Personal information
- Full name: Emil Johansson
- Date of birth: 11 August 1986 (age 39)
- Place of birth: Karlskoga, Sweden
- Height: 1.72 m (5 ft 8 in)
- Position: Left back

Youth career
- 0000–1999: Karlskoga SK
- 2000–2005: Degerfors IF

Senior career*
- Years: Team / Apps / (Gls)
- 2005–2006: Degerfors IF / 48 / (4)
- 2007–2010: Hammarby IF / 56 / (2)
- 2010–2011: Molde FK / 31 / (0)
- 2011–2014: FC Groningen / 8 / (0)
- 2014–2015: Sandnes Ulf / 2 / (0)
- 2015–2017: Degerfors IF / 38 / (0)
- Total:  / 183 / (6)

International career
- 2002: Sweden U17 / 3 / (0)
- 2004–2005: Sweden U19 / 7 / (0)
- 2007–2009: Sweden U21 / 15 / (0)
- 2010–2011: Sweden / 2 / (0)

= Emil Johansson (footballer) =

Swedish footballer (born 1986)

Emil Johansson (born 11 August 1986) is a Swedish former professional footballer who played as a defender.

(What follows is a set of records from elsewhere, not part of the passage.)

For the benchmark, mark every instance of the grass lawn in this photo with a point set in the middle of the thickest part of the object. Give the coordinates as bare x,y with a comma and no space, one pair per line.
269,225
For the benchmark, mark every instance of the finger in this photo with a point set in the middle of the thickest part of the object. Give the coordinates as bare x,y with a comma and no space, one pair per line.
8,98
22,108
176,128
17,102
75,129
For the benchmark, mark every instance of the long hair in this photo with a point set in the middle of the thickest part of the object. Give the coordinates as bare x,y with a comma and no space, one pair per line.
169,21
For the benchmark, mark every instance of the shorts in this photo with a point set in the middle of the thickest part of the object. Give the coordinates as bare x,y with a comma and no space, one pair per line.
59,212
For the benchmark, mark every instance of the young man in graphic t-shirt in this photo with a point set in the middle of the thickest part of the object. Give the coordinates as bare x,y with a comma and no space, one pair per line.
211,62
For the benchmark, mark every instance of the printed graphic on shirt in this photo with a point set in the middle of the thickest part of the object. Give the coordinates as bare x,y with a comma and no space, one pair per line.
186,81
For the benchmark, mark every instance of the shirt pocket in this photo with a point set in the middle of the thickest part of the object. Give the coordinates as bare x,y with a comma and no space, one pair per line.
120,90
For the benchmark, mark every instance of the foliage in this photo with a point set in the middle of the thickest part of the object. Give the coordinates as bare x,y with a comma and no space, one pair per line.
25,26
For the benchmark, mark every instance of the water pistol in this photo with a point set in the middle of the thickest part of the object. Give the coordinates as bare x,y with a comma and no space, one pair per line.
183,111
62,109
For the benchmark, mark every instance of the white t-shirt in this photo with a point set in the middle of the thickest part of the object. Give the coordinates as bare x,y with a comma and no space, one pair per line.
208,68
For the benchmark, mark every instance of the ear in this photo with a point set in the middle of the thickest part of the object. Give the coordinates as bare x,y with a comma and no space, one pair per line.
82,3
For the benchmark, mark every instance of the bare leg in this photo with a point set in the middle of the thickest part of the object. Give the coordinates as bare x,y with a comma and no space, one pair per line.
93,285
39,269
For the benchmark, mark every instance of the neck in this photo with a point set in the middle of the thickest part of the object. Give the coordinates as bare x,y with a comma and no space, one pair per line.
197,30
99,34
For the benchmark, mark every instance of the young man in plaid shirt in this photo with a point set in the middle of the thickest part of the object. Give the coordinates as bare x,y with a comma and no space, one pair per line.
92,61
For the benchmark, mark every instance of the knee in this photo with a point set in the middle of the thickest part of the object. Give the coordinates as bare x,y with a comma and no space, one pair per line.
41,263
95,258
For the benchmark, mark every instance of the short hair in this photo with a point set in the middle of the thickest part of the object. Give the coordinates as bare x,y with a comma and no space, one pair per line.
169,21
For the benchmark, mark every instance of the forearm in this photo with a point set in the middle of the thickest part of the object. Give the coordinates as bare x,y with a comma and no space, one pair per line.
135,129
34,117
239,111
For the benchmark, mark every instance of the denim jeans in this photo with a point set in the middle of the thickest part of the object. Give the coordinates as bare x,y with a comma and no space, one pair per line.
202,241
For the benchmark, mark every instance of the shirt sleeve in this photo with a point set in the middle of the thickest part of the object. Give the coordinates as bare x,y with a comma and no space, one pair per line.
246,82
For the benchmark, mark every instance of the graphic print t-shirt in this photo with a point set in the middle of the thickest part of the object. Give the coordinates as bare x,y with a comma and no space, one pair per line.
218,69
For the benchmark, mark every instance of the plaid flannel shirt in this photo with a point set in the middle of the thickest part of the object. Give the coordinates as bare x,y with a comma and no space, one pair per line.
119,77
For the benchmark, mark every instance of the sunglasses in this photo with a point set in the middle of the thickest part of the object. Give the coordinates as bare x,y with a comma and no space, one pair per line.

During his club career he represented Karlskoga SK, Degerfors IF, Hammarby IF, Molde FK, FC Groningen and Sandnes Ulf. A full international between 2010 and 2011, he won two caps for the Sweden national team.

He participated in the 2009 UEFA European Under-21 Football Championship, where he played in all of Sweden's matches and was selected for Goal.com's Team of the Tournament.